Cam Newton needs to learn from Super Disaster

Cam Newton needs to learn from Super Disaster
Carolina Panthers quarterback Cam Newton speaks to the media at a postgame news conference following a 24-10 loss against the Denver Broncos in Super Bowl 50 at Levi's Stadium in Santa Clara, Calif., on Sunday, Feb. 7, 2016. (LiPo Ching / TNS)

The Face of the NFL was all but hidden under a hoodie after the Super Bowl. Its eyes stared down and its lips didn't want to move. If looks could kill, everyone within 100 feet would have left Levi's Stadium in a body bag.

Cam Newton put on quite a performance in his postgame news conference. As the Chinese New Year dawned Monday, the hottest topic wasn't about Denver winning or Peyton Manning's love of Budweiser.


It was about how the Year of the Cam had exploded in blaze of petulance.

Newton was called a sore loser, arrogant, babyish and on and on. His sorry play was seen as comeuppance for all that Superman showboating.

Newton's defenders said Young Cam was crushed by the defeat, he shouldn't have to jump through media hoops, and critics have deeper, nefarious hang-ups with Newton and his zebra-striped pants.

The truth is somewhere in between.

Newton has come a long way since he was throwing stolen laptops out of dorm windows at Florida. (Go ahead and say it — If he'd thrown that laptop on Sunday it would have missed the ground).

Newton's grown into an admirable figure in many ways. His play and personality qualify him as the league's marquee player. But he is still a work in progress, on and off the field.

On the field Sunday, Newton had two fumbles, an interception and a look of frustrated befuddlement. Except for when he could have jumped into a scrum and tried to recover a crucial fumble. Then he suddenly had the look of C-3PO seeing Darth Vader.


Some things beg for an explanation, especially when they are seen by 115 million or so curious Americans. Newton was having none of it.

He set a Super Bowl record for Shortest Press Conference By A QB — 2 minutes, 31 seconds. It featured 14 questions, 11 of which he answered in three or fewer words.

The questioning was gentle, designed mainly just to get the player to provide a sound bite or two. Newton knows the game. He's been doing it for years.
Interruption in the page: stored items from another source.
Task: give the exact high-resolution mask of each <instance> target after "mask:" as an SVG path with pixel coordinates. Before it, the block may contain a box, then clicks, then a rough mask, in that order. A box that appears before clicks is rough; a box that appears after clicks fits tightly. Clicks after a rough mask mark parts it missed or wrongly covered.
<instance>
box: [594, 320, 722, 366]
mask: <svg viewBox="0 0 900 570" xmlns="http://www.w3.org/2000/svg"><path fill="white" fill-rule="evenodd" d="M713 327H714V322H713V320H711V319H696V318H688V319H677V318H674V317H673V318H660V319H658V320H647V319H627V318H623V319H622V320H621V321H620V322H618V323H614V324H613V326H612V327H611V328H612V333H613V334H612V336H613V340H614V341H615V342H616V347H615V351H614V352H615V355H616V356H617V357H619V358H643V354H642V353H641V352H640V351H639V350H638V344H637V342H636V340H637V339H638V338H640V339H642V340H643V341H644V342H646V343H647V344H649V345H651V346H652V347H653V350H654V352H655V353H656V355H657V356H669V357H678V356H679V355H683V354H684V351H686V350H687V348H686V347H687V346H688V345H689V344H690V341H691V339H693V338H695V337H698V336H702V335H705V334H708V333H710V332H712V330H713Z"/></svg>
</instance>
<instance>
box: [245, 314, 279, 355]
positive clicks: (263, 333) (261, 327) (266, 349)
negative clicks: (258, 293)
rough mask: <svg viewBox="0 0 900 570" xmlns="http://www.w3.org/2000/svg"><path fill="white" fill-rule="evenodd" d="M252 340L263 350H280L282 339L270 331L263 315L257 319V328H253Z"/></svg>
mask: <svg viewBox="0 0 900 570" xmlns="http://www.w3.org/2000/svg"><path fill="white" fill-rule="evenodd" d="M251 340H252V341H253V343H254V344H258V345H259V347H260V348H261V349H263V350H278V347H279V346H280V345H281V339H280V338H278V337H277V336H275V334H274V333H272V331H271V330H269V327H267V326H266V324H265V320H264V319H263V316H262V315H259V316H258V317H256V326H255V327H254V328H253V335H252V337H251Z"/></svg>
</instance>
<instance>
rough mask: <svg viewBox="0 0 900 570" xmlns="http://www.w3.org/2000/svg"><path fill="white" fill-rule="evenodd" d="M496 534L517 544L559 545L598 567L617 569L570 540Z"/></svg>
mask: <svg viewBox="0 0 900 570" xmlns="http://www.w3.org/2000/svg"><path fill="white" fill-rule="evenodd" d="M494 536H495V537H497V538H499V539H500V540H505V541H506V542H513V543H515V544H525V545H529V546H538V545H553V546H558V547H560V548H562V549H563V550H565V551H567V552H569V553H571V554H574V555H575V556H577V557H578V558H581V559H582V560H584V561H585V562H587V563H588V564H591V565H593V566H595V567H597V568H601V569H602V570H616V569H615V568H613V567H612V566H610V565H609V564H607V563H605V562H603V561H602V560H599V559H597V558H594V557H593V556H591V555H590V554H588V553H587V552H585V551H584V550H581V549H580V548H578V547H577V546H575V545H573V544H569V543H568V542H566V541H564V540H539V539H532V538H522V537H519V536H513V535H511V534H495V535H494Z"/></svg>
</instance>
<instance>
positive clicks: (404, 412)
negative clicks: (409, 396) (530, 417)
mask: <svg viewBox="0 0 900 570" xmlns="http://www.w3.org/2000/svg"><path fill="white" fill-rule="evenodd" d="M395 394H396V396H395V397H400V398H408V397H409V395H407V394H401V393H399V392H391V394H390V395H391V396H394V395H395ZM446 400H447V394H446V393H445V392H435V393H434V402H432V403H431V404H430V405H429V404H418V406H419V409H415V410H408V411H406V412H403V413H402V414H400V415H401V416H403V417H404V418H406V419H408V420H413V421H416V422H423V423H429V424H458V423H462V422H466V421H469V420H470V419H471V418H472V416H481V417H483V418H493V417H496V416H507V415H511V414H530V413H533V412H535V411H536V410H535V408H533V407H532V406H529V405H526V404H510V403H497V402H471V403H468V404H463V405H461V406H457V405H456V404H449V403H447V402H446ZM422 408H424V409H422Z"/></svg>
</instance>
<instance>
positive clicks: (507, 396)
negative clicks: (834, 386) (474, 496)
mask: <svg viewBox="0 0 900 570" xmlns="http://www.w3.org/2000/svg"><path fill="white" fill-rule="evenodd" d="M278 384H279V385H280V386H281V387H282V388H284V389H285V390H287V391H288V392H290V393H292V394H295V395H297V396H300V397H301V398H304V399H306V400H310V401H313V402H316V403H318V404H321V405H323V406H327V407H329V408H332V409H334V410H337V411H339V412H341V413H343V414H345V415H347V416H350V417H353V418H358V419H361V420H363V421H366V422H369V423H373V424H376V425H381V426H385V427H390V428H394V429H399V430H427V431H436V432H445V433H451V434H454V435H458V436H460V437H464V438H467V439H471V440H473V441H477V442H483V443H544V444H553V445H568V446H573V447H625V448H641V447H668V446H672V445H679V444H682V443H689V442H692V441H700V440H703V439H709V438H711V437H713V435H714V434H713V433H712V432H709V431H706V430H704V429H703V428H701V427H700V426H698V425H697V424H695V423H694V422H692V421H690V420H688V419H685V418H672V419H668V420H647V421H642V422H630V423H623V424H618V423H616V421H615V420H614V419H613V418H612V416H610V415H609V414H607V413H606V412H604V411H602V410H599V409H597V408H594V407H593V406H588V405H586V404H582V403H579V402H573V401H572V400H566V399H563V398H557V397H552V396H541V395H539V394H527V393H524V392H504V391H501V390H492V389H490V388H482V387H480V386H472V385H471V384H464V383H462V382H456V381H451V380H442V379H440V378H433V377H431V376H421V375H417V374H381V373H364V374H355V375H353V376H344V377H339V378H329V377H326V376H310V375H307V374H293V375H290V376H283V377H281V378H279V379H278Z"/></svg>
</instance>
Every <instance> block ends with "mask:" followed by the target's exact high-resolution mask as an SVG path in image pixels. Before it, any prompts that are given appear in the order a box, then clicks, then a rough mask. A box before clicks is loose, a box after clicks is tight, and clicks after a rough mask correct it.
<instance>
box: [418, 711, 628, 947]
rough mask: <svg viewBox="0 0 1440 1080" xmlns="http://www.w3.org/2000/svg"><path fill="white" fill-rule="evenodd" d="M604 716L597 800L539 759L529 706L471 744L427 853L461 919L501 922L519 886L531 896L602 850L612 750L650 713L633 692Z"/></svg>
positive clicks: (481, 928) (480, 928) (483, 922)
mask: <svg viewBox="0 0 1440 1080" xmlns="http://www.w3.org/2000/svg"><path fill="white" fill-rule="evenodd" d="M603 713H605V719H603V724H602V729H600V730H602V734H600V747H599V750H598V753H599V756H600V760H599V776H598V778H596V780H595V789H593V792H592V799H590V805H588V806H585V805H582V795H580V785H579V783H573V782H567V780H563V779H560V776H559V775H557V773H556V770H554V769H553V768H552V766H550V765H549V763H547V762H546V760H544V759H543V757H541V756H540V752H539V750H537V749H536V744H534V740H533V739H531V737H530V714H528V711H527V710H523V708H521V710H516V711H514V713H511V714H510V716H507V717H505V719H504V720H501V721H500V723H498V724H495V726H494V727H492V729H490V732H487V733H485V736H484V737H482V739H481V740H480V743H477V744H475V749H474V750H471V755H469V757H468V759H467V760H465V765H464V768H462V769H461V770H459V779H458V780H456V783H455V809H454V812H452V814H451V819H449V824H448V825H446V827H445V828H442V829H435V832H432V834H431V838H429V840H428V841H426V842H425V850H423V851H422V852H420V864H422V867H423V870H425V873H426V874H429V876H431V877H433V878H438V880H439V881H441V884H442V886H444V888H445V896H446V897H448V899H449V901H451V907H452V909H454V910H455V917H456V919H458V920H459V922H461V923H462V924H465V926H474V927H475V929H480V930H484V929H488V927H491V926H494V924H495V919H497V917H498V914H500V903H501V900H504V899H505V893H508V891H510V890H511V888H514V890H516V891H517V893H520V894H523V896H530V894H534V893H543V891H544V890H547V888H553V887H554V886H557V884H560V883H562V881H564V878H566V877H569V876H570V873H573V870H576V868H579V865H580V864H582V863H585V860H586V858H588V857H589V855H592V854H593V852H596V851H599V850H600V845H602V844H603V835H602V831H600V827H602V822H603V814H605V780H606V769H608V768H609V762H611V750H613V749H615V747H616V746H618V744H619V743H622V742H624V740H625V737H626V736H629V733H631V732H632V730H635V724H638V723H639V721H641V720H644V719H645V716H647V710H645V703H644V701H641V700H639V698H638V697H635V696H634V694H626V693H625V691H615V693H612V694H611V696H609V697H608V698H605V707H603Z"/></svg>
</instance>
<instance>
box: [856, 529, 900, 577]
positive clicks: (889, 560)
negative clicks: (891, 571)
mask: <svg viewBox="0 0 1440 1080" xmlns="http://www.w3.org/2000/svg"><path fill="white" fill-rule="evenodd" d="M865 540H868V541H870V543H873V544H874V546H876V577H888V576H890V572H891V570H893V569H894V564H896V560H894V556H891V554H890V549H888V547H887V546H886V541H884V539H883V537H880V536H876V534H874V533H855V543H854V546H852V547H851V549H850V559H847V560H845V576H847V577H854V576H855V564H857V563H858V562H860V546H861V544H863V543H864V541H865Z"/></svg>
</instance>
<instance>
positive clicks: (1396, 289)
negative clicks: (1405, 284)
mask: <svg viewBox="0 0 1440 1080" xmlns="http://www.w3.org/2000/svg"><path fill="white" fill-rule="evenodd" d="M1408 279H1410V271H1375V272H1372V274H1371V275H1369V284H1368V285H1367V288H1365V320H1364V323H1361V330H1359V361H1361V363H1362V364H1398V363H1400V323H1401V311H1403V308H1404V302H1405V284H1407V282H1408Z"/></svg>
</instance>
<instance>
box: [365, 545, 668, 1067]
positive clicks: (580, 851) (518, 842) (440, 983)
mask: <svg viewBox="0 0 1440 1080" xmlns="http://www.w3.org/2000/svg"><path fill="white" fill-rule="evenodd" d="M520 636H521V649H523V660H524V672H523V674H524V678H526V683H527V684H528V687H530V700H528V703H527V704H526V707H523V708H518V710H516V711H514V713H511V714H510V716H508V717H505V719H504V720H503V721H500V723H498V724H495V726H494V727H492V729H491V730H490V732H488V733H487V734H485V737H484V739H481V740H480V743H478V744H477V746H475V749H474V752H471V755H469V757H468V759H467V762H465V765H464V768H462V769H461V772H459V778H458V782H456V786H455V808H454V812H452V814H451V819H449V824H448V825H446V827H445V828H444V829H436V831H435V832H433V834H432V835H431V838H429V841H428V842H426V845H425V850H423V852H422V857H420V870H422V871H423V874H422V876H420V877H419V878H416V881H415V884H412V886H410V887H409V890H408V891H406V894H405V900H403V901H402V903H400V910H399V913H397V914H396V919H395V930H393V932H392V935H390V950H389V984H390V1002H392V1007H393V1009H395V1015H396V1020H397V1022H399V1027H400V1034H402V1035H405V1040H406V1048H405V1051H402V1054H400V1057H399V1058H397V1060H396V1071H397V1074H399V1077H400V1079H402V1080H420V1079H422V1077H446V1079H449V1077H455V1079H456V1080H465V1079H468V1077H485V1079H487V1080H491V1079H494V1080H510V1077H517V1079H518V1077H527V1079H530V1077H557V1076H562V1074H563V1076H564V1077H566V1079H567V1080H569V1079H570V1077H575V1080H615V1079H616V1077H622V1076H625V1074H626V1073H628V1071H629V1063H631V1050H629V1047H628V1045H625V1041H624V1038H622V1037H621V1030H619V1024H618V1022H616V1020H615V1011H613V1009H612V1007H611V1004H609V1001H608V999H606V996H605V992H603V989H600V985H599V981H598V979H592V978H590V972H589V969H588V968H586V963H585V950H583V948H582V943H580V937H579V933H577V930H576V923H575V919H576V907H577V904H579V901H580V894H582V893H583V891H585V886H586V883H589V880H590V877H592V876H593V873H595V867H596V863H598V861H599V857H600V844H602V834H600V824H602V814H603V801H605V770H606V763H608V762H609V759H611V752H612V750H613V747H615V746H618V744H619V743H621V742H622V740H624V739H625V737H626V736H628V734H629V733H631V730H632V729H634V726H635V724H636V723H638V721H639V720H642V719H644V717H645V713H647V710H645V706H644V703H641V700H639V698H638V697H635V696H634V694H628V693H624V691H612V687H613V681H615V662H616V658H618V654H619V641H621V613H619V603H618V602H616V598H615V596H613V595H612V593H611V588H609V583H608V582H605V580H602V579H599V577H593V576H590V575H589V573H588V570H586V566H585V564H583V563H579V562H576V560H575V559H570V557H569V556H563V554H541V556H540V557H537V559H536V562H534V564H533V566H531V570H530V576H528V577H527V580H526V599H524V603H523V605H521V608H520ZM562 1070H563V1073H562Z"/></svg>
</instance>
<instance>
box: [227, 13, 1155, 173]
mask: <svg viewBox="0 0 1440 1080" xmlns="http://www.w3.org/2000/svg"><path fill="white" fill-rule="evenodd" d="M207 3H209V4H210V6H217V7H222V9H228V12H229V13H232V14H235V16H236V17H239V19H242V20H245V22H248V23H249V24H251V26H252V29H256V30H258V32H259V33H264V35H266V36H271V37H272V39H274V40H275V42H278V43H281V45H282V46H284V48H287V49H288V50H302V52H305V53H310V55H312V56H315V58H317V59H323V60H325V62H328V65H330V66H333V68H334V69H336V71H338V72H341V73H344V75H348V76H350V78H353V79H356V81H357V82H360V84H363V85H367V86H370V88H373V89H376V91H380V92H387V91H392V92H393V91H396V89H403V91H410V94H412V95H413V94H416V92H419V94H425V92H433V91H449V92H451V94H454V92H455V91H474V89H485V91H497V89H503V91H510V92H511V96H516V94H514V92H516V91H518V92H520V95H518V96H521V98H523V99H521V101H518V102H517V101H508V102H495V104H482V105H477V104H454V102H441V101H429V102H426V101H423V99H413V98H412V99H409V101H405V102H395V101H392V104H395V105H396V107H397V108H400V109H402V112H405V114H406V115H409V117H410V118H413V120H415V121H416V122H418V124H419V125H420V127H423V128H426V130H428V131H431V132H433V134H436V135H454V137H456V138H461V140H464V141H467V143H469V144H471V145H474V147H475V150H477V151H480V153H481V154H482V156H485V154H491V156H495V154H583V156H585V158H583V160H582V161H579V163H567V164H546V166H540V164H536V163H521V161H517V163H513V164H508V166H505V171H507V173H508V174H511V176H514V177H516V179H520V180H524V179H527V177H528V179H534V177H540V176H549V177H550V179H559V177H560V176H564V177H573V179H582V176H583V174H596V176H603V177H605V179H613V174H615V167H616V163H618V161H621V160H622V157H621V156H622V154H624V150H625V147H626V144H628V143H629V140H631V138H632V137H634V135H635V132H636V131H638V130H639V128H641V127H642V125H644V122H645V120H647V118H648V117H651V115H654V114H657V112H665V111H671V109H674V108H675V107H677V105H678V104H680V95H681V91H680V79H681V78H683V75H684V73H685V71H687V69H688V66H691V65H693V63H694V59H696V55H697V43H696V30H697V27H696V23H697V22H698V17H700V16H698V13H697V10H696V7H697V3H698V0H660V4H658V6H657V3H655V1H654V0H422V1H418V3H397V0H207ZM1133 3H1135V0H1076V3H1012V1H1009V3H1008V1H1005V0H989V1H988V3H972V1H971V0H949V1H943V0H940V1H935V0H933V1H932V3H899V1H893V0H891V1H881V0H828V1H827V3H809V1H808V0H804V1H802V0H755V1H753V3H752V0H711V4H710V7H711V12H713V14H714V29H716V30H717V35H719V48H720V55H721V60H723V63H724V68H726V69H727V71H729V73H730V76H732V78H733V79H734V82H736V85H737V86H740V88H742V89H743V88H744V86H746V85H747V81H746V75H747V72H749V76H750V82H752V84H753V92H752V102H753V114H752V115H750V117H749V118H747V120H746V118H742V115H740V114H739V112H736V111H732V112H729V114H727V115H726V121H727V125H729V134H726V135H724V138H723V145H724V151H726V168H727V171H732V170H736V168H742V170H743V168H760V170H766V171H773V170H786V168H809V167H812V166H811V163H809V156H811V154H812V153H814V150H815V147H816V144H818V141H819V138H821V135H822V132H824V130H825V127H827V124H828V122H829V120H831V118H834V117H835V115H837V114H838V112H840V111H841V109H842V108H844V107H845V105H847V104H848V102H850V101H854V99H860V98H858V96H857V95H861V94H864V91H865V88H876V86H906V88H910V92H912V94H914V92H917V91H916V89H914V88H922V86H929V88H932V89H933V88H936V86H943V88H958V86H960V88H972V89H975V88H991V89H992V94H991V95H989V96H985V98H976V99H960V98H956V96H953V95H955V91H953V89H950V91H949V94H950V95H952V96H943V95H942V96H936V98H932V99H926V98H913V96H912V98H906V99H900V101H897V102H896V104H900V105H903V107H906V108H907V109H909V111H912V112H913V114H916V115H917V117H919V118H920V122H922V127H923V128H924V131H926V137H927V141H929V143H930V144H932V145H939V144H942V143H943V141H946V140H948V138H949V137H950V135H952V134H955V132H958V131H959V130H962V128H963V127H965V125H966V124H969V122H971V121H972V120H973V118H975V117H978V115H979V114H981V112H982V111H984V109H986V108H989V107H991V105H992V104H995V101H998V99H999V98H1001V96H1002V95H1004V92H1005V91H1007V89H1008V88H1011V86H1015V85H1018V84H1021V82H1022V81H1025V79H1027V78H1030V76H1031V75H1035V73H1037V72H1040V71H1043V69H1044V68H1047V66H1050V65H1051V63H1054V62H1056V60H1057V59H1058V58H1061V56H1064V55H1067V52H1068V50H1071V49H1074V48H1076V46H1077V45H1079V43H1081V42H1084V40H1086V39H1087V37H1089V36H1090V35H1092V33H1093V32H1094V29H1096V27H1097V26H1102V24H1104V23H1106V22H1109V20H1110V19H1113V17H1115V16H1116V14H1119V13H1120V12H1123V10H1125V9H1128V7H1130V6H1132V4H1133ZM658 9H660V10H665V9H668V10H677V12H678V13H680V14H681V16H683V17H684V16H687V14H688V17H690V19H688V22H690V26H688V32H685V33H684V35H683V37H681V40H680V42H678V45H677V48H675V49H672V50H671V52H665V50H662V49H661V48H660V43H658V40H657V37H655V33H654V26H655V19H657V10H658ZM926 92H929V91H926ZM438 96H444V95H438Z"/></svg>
Anytime a jock blows off the press, the defense is that it's just a bunch of self-important media jackals, so it's okay. But the self-important jackals are asking questions for millions of fans who couldn't fit into the press room.

The jock isn't just blowing off the Birmingham News and ESPN. He's blowing off everyone who reads and watches those outlets.

Sure, it's a pain, especially after a galling loss. Such duties come when you're pulling down $19.5 million a year and your employer wants to keep customers hooked.


Do you think Manning, Tom Brady and Jim Kelly wanted to be hustled into chaotic media tent 20 minutes after losing Super Bowls? How about poor Russell Wilson, who threw the Interception Heard 'Round The World last year?

I remember Manning after he threw a pick-six that sealed the Colts' 31-17 loss to New Orleans in Super Bowl XLIV. He put on a suit, stood at the podium, sweat still pouring down his forehead, and patiently relived the interception horror for 15 minutes.

When Newton was asked what happened on the fumble he didn't try to recover, he slowly raised his hand and batted the question away.

"I don't know," he said.

That clears that up.

Newton has been getting a lot of advice since Sunday. Mine would be go to Tahiti, sit on a beach and read a little poetry, specifically Rudyard Kipling discussing how "You'll be a Man, my son."

"If you can meet with Triumph and Disaster; And treat those two impostors just the same."

Newton can certainly handle Triumph. Sunday's Disaster showed he still has a lot of growing up to do.